Ok, this is going to be a long one.
So, using generating functions I have to find a closed formula for the number of ways to get n dollars if I have infinite amounts of coins of 1, 2 and 5 dollars.
This is my procedure:
$(1+x+x^2+...)(1+x^2+x^4+...)(1+x^5+x^{10}+...)$
In this polynomial, the coefficient next to $x^n$ should be the solution to the problem. First, I convert the 3 factors into formal series
$\sum_{n=0}^{\infty}x^n\times\sum_{n=0}^{\infty}(x^2)^n\times\sum_{n=0}^{\infty}(x^5)^n$
Now, to multiply those, I need them to be of the format $a_nx^n$ so I split the second and third sum into the following:
$\displaystyle\sum_{n=0}^{\infty}(x^2)^n=\frac{\sum_{n=0}^{\infty}x^n+\sum_{n=0}^{\infty}(-1)^nx^n}{2}=\sum_{n=0}^{\infty}(\frac{1+(-1)^n}{2})x^n$
$\displaystyle\sum_{n=0}^{\infty}(x^5)^n=\sum_{n=0}^{\infty}x^n+\sum_{n=0}^{\infty}(\lfloor{\frac{n}{5}}\rfloor-\lceil{\frac{n}{5}}\rceil)x^n=\sum_{n=0}^{\infty}(1+\lfloor{\frac{n}{5}}\rfloor-\lceil{\frac{n}{5}}\rceil)x^n$
Then I can finally multiply them. I first multiply the first two resulting in
$\displaystyle\sum_{n=0}^{\infty}\sum_{k=0}^{n}\frac{1+(-1)^{n-k}}{2}x^n$
Then I multiply that with the third sum. The result is the following
$\displaystyle\sum_{n=0}^{\infty}\sum_{k=0}^{n}(\sum_{l=0}^{n}\frac{1+(-1)^{n-l}}{2})(1+\lfloor{\frac{n-k}{5}}\rfloor-\lceil{\frac{n-k}{5}}\rceil)x^n$
So, if I'm right, the coefficient next to $x^n$ should be
$a_n=\displaystyle(\sum_{k=0}^{n}\frac{1+(-1)^{n-k}}{2})(\sum_{k=0}^{n}(1+\lfloor{\frac{n-k}{5}}\rfloor-\lceil{\frac{n-k}{5}}\rceil))$
So, plugging in $n=3$ works.

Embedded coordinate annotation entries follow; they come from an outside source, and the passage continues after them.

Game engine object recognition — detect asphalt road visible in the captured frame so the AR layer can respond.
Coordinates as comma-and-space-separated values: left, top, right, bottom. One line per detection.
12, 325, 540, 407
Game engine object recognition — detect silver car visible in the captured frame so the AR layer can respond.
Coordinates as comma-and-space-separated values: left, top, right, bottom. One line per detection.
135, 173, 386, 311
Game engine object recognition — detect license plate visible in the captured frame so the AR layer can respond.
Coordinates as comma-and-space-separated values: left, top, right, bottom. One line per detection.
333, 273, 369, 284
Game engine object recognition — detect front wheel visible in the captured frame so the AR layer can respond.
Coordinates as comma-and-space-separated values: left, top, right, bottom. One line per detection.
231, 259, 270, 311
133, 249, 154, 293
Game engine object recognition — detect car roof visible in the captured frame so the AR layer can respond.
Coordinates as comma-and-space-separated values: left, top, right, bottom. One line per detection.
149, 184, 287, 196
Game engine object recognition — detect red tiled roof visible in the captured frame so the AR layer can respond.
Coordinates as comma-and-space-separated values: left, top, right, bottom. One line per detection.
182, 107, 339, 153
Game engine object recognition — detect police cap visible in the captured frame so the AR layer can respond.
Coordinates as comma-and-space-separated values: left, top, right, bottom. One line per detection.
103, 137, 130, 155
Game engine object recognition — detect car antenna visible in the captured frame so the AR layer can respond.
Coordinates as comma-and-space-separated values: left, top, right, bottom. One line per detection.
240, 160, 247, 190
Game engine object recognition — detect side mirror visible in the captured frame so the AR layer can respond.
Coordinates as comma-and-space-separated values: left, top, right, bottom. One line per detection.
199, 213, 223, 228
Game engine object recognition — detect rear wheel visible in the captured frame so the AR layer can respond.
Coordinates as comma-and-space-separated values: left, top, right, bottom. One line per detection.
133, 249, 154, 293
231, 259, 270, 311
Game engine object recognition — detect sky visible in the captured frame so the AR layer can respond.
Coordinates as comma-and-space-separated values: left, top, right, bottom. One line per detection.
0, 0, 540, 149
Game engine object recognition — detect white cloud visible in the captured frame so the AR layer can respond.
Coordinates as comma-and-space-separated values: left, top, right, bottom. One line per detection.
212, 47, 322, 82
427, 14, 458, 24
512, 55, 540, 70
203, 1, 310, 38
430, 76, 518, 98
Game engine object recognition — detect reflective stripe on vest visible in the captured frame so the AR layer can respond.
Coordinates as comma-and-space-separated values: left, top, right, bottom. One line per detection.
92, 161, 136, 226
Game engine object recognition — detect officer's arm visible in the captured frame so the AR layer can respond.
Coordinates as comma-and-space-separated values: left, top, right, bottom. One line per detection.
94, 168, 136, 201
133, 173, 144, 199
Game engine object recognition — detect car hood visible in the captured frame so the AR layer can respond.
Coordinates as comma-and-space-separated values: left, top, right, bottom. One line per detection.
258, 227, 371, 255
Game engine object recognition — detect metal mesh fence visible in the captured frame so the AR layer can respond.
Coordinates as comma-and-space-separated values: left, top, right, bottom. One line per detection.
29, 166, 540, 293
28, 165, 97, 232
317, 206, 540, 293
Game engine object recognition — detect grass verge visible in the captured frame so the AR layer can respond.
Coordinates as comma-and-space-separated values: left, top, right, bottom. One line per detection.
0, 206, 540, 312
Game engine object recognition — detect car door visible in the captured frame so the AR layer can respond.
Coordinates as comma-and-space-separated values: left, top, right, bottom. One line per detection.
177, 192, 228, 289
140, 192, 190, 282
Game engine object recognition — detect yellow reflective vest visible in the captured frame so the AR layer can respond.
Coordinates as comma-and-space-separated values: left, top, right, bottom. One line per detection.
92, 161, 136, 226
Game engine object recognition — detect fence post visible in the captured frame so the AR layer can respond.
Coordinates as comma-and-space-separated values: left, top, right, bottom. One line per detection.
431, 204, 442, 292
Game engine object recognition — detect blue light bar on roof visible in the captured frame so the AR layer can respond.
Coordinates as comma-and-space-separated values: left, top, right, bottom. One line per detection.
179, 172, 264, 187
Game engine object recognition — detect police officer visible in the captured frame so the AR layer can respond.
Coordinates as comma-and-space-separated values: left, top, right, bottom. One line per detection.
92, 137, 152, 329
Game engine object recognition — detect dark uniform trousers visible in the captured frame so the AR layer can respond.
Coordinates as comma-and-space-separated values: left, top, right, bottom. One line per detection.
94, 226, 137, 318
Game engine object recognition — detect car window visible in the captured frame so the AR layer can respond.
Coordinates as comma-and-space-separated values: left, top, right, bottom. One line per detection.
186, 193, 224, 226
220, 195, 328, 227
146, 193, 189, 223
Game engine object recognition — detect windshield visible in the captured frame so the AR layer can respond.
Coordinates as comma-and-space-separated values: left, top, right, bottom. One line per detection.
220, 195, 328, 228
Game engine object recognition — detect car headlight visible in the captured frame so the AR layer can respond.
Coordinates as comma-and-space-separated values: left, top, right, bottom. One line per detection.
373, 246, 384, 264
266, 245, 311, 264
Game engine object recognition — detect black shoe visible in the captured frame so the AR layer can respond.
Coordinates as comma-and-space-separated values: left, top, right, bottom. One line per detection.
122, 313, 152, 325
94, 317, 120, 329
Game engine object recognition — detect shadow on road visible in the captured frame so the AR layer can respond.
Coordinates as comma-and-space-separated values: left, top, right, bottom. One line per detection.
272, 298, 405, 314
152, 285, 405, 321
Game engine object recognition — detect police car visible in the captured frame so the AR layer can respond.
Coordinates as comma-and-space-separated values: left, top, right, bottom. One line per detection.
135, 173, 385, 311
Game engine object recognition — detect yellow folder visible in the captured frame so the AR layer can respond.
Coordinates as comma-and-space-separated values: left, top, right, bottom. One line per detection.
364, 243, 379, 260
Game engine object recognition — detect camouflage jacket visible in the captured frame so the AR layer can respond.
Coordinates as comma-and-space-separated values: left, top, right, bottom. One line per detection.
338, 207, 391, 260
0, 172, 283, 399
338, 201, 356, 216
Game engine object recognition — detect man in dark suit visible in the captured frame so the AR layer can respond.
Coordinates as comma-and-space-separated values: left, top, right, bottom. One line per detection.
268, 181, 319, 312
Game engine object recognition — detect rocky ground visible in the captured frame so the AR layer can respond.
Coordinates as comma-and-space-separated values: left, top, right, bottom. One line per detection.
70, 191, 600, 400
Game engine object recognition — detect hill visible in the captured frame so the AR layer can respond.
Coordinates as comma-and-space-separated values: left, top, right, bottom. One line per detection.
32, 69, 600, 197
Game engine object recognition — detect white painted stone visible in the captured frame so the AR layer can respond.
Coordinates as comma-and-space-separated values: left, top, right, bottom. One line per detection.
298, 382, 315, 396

I get $2$. Either 2 dollar coins, or one two dollars coin. But when I try $n=5$ I get 6 and I think the result should be 4. What did I do wrong?
The usual way to do this would be to sum each series before you multiply, getting $\frac 1{(1-x)(1-x^2)(1-x^5)}$ and expand that, getting $1+x+2x^2+2x^3+3x^4+4x^5+\dots$ In your case, I believe the upper limit of the $l$ sum should be $k$, not $n$, to get the proper convolution.